This is machine translation

Translated by Microsoft
Mouseover text to see original. Click the button below to return to the English version of the page.

USA Traveling Salesman Tour 4

Posted by Cleve Moler,

Find the optimum traveling salesman tour through the capitals of the 48 contiguous states in the USA.

Contents

State Capitals

I am continuing with the workspace from my previous blog post.

John Burkardt provides a second data set, state_capitals_ll.txt, giving the longitudes and latitudes of capitals of the 48 contiguous states. (Ignore AK, DC, HI, PR and US.)

    [lon,lat] = get_capital_coordinates;

When I use these coordinates for the graph I created in my previous post, we get a more accurate picture of the USA.

    G = graph(A,cellstr(names));
    plot(G,'xdata',lon,'ydata',lat);

Travel

The travelling salesman problem, the TSP, was mathematically formulated in the 19th century. The problem is to find the closed circuit of a list of cities that travels the shortest total distance.

For 25 years MATLAB releases have included a simple demo program named travel that finds an approximate solution to the TSP through a few dozen randomly chosen points. The background of the plot, an outline the USA, is just for artistic effect.

Traveler

I've made the travel demo into a function named traveler whose input is the distance matrix D, the pairwise distances between the cities. The output is a path length miles and permutation vector p so that miles is the length of the route produced by lon(p) and lat(p).

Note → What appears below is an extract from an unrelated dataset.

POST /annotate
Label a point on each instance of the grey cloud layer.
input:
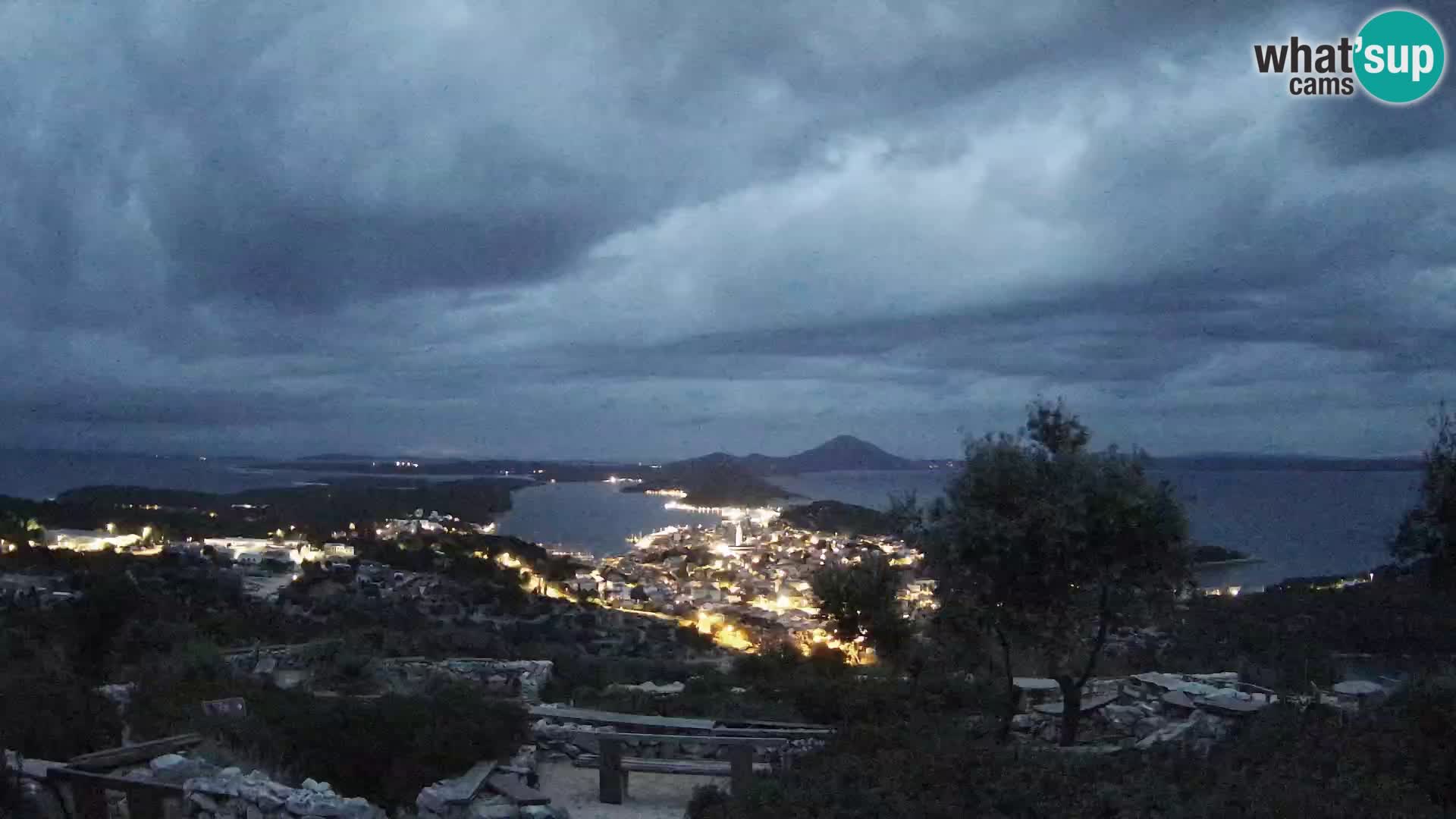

Each time it is called, travel starts with a random permutation of the cities. Then, for several thousand iterations, it tries to reduce the length of the trip by revising the permutation in each of two simple ways. One scheme is to move one city to another position in the ordering. This example starts with the order [1:7]. It then moves city 4 to follow city 5, so the order becomes [1 2 3 5 4 6 7]. This reduces the length from 9.71 to 7.24.

   half_fig
   traveler_scheme1

The second scheme is based on the observation that any time a route crosses itself, the length can be reduced by reversing the crossed segment. We don't actually look for crossings, we just try reversing random chunks of the ordering. This example reverses the [3 4 5] in [1:7] to get [1 2 5 4 3 6 7], thereby reducing the length from 9.47 to 7.65.

   traveler_scheme2

These two heuristics are not powerful to guarantee that traveler will find the global shortest path. It's easy to get stuck in local minima. And the random path approach means that traveler is inefficient for more than a few dozen cities.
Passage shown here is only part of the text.